When Sr. Madeleine Miller tried to substitute teach two years ago at Norfolk Public Schools, she was told they'd love to have her — but she couldn't wear her habit.

"Really?" the Missionary Benedictine sister replied. "Tell me more."

A 1919 state law backed by the Ku Klux Klan and other anti-Catholic groups barred teachers from "religious garb" in public schools. It had never been challenged.

But it didn't sit right with Miller, whose religious community in Norfolk encouraged her to try to change the law.

"Anyone of any faith should be able to wear something that signifies their religious faith and feel comfortable," she said. "You need to leave your religion at the door? I don't think so."

Miller contacted state Sen. Jim Scheer of Norfolk in late 2015, and his office began working on the bill he introduced this year to repeal the ban. Lawmakers approved the bill 39-5 March 23 and Gov. Pete Ricketts signed it into law four days later. In January, Scheer was elected speaker of the unicameral Legislature.

The Nebraska Catholic Conference, which represents the public policy interests of Nebraska's three bishops, also supported Sister Miller's efforts.

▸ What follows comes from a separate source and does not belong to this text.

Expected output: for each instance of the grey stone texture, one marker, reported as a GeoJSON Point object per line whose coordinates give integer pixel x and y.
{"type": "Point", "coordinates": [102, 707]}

The conference's executive director, Tom Venzor, testified in support of the bill Jan. 17, and praised lawmakers for lifting the ban.

"The (NCC) is grateful for the work of Speaker Jim Scheer and the Nebraska Legislature to repeal the religious garb prohibition," Venzor said. "Initially rooted in anti-Catholic animosity, this prohibition failed to extend the robust religious liberties that all citizens — teachers included — should enjoy in our state. We hope that Nebraska continues to be a place where the religious liberty and conscience rights of all are preserved and defended."

Spencer Head, a research analyst for Scheer, said Nebraska and Pennsylvania were the only states left with a ban on religious garb for teachers in public schools that once included 36 states.

In some states, religious garb was interpreted to include jewelry and other ornaments, he told the Catholic Voice, newspaper of the Archdiocese of Omaha. But because it had never been challenged in court in Nebraska, it is impossible to know how public school officials might have interpreted religious garb, how many times it quietly had been enforced, he said.

Sister Miller, who now teaches juniors and seniors theology at Bishop Heelan High School in Sioux City, Iowa, said she knew of several people who respectfully accepted terms of the nearly century-old law, which also banned such garb as yarmulkes and burqas.

"It became not about me, but about other people," Miller said of her successful efforts to overturn the law.